Это так больно, это такая гребаная рефлексия, что Эмили задыхается, теряет контроль. В голове кружится, она делает шаг вперед, чтобы устоять на ногах. Словно кран открыли и оттуда вместо воды — ядовитая черная жижа. Липнет к телу так, что не отмыться.

— Он был жесток, да? — тихо спрашивает, забираясь пальцами под кофту.

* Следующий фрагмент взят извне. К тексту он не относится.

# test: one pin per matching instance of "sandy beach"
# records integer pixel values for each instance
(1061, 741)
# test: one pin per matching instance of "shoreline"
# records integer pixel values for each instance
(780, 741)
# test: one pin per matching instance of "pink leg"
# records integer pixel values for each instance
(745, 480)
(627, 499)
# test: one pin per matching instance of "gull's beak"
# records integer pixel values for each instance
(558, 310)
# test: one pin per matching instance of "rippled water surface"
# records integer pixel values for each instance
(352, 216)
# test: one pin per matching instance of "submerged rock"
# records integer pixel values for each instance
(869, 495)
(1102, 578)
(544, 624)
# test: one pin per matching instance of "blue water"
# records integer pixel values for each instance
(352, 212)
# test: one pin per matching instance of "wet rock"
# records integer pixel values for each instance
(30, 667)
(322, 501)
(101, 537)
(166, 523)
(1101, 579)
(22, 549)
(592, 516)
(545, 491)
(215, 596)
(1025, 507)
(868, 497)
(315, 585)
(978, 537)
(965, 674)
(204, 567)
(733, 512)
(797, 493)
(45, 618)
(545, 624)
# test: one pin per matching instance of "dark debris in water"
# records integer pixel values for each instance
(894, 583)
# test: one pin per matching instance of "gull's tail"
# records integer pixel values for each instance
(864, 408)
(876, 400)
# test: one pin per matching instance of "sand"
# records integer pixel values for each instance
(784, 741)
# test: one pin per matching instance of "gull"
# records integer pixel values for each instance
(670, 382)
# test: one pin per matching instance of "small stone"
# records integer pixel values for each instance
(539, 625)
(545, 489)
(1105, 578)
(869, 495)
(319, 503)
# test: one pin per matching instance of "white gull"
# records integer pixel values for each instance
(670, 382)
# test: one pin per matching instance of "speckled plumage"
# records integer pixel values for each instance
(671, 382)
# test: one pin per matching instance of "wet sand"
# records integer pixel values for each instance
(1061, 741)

Завтра она скажет ей, что Эмили Джонсон — бестактная, наглая девица, лезущая куда не надо. Завтра она накричит на нее за собственную слабость, прогонит обратно, выставит за дверь.

Но сейчас она не посмеет. Не сделает этого. Потому что у нее нет сил, потому что Кларк тихонечко так сгибается, подламывается, дает крен, и Эмили оказывается рядом.

Вновь.

Ее кивок такой незаметный, что медсестра поначалу принимает его за дрожь, а когда осознает — прижимается к спине нейрохирурга, тяжело дышит, закрывает глаза. Ей бы разорвать Мосса в клочья, порвать на мелкие кусочки, сжечь на костре, но она не может. Это не ее отношения. Это не ее брак. И — тем более — это не ее дело.

В голове тысячи вопросов, а еще перед глазами до сих пор стоит ржавая веревка, и надо бы спросить, выяснить, да только страх сковывает конечности.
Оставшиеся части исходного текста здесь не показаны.